Three pros are performing this Saturday at the Bing Crosby Theatre as part of the Bada Bing Comedy Series. The show is at 8 pm, and tickets are $15. Let’s take a look at the lineup.
Dwight Slade began his career in Portland in the 1980s opening for the likes of Jay Leno, Jerry Seinfeld and Dave Chappelle. He’s a classic does-this-ever-happen-to-you-comedian. His website calls him “part man; part ageless boy.” That’s accurate, but he’ll be the true seasoned veteran on stage this Saturday.
Kane Holloway is young. He makes YouTube videos about being poor. He’s from Seattle and is a regular at Tacoma Comedy Club. His jokes are narrative-based, and you can be sure he’ll throw in a lot of misdirection.
Kelsey Cook’s website refers to her as a “young up-and-coming comedian,” which is true. However, the WSU grad might be the one to really crack up the audience on Saturday. Her YouTube videos have garnered special attention, especially her response to sorority girl Rebecca Martinson’s hate-filled email. Cook wields an edgy style, talking about white trash girls on Facebook, homeless people and herpes. I asked her a few questions ahead of her arrival in Spokane…
How do your Spokane roots influence your comedy?
I joke that one of my favorite hobbies is following white trash people on Facebook, and that I'm Facebook friends with a lot of white trash because I'm from the meth capital of the world: Spokane! I give this city a hard time, but I don't think Spokanites take offense to it because I'm one of their own.
What has been your proudest moment as a comic so far?
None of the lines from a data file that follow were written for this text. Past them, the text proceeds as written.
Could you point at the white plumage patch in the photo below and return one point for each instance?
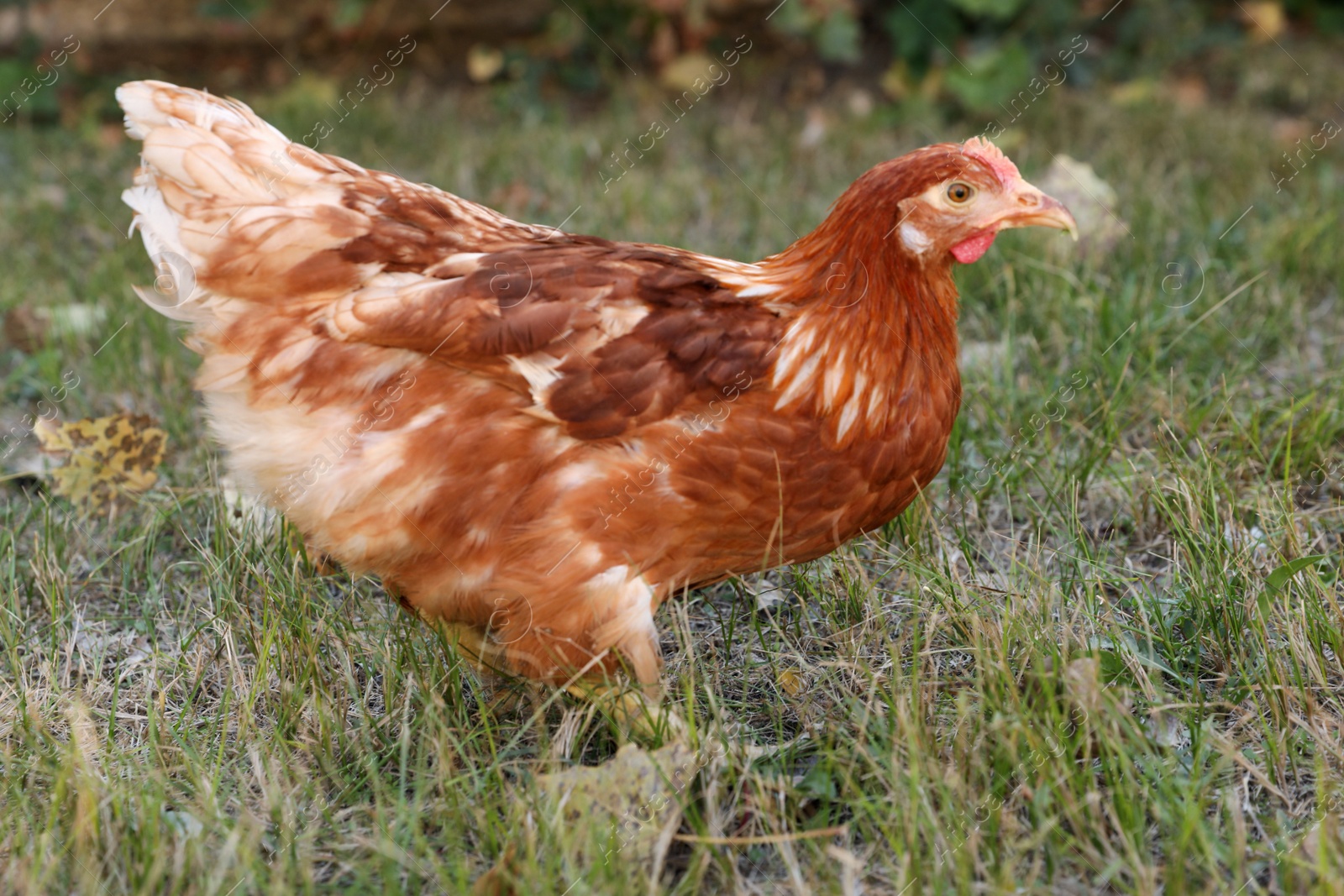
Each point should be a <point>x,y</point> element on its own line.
<point>916,239</point>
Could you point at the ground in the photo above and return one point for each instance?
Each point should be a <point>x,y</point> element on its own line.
<point>1086,661</point>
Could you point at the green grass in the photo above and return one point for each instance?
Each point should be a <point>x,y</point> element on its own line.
<point>1070,669</point>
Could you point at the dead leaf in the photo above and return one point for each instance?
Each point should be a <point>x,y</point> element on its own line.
<point>629,805</point>
<point>790,681</point>
<point>484,62</point>
<point>102,457</point>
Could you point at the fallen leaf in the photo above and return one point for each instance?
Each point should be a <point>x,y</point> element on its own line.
<point>790,681</point>
<point>628,804</point>
<point>102,457</point>
<point>484,62</point>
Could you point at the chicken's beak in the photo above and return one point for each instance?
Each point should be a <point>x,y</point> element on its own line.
<point>1028,207</point>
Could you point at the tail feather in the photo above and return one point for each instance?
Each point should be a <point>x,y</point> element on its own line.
<point>228,208</point>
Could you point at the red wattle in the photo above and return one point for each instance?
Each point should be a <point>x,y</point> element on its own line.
<point>972,249</point>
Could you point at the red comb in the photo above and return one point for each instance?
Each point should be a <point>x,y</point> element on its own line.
<point>992,156</point>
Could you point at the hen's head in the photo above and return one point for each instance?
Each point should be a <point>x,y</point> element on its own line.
<point>949,201</point>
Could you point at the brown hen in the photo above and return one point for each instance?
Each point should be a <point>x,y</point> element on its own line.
<point>537,437</point>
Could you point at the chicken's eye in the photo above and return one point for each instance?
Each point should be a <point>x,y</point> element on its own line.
<point>960,192</point>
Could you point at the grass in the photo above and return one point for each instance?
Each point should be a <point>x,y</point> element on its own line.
<point>1073,668</point>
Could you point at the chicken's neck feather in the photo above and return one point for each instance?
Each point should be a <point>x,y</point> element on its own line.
<point>874,327</point>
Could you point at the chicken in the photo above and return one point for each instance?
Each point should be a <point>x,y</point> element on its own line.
<point>535,437</point>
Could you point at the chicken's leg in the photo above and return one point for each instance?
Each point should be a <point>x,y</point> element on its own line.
<point>636,710</point>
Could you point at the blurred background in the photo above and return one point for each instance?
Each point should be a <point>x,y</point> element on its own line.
<point>917,60</point>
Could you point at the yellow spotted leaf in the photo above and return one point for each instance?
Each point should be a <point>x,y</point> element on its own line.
<point>790,681</point>
<point>104,457</point>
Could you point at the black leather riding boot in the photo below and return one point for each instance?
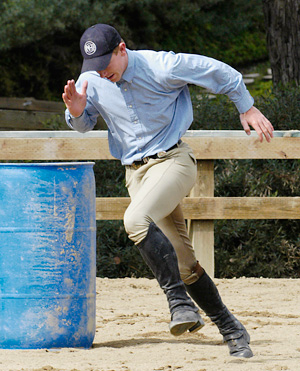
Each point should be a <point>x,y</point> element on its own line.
<point>161,258</point>
<point>206,295</point>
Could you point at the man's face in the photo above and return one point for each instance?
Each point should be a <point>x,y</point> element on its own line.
<point>117,65</point>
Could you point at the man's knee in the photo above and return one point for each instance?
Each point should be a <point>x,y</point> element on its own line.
<point>136,225</point>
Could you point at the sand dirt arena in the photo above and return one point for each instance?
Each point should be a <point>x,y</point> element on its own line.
<point>132,332</point>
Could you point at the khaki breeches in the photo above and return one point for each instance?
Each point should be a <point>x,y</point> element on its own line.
<point>156,190</point>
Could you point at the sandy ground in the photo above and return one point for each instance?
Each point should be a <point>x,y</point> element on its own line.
<point>132,332</point>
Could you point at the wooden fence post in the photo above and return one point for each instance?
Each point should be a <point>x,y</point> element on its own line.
<point>201,232</point>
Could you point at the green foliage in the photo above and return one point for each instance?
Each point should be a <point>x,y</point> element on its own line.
<point>252,248</point>
<point>39,39</point>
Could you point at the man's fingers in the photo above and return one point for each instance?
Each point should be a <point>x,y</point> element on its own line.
<point>84,87</point>
<point>246,126</point>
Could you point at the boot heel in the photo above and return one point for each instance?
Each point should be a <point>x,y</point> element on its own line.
<point>183,321</point>
<point>198,326</point>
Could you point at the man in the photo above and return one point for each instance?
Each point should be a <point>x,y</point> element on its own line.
<point>143,96</point>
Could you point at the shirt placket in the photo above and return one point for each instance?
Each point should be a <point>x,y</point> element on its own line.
<point>134,118</point>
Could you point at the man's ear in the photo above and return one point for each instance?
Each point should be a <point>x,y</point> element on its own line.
<point>122,47</point>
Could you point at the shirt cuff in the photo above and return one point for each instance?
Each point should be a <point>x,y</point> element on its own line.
<point>244,103</point>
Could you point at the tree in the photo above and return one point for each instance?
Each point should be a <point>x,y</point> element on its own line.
<point>282,19</point>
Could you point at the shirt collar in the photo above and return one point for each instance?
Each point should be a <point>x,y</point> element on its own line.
<point>129,72</point>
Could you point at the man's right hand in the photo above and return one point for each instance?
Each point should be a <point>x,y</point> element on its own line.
<point>74,101</point>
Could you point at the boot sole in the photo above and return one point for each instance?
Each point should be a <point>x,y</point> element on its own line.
<point>198,326</point>
<point>181,328</point>
<point>186,321</point>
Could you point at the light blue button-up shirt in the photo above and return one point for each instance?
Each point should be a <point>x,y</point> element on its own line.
<point>150,108</point>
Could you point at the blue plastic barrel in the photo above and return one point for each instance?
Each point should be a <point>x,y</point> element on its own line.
<point>47,255</point>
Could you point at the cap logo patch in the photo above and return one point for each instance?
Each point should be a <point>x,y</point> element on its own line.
<point>90,47</point>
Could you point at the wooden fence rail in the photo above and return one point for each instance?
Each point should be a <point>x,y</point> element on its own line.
<point>201,208</point>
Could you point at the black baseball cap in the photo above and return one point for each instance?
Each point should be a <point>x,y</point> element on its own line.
<point>97,44</point>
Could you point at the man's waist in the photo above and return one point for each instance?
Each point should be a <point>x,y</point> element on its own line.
<point>145,160</point>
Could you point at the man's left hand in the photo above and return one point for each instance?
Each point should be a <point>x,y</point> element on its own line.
<point>259,122</point>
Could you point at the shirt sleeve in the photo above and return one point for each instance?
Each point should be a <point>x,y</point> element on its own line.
<point>88,119</point>
<point>209,73</point>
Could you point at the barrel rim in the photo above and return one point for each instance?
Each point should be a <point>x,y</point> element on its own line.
<point>47,164</point>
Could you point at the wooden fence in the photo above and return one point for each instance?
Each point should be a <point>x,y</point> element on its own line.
<point>201,208</point>
<point>34,114</point>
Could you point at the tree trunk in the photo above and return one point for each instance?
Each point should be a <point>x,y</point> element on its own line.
<point>282,19</point>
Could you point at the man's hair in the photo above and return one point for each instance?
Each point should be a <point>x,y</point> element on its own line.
<point>116,50</point>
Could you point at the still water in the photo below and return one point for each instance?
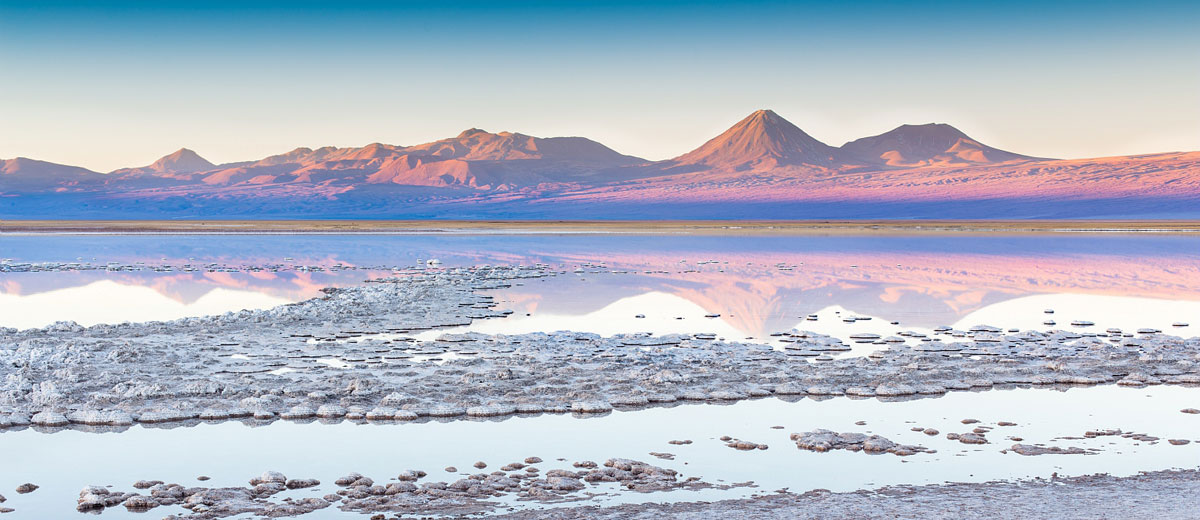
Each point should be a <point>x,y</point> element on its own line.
<point>757,285</point>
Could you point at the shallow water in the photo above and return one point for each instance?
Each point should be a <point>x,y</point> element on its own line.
<point>232,453</point>
<point>759,285</point>
<point>756,285</point>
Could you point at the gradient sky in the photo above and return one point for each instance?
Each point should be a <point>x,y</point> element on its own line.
<point>108,84</point>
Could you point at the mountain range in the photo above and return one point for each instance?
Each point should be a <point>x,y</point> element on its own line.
<point>762,167</point>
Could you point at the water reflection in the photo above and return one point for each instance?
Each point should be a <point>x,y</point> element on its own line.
<point>759,285</point>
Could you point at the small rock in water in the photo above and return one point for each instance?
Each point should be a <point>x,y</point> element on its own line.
<point>1030,449</point>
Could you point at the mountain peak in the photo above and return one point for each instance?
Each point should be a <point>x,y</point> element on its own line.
<point>763,139</point>
<point>181,161</point>
<point>471,132</point>
<point>929,144</point>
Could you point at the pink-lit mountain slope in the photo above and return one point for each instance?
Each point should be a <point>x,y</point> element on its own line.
<point>28,174</point>
<point>474,159</point>
<point>183,161</point>
<point>762,141</point>
<point>762,167</point>
<point>933,144</point>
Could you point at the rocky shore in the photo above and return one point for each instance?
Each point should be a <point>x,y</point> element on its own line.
<point>346,356</point>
When one of my YouTube videos was featured in the front-page article on Yahoo! There was a crazy sorority girl in the news recently named Rebecca Martinson who received national attention after writing a horrifying email to her sorority sisters, and I made a parody video of her. When Yahoo featured the video as part of their article, my inbox got flooded with new subscribers and fan mail. It was a pretty incredible feeling as a performer to get that kind of recognition and see the words "stand up comedian Kelsey Cook" in a Yahoo article!
Why do you do comedy?
I do comedy because, to me, the greatest feeling in the world is making people laugh. Whether it's your family at the dinner table, a stranger, or a huge crowd of people, you feel on top of the world. I'm also a total people-pleaser, so doing comedy satisfies two impulses of mine: one, to make other people happy, and two, to feel connected with others through our senses of humor. The rush of walking on stage and getting 300 people to be on board with you and your point of view is unlike anything else I've ever experienced. It's incredibly addicting. I don't feel like I have any vices like drugs or alcohol, but if I got cut off from my supply of adrenaline from the stage, it would be a matter of days before I became a crazy pigeon lady on the streets.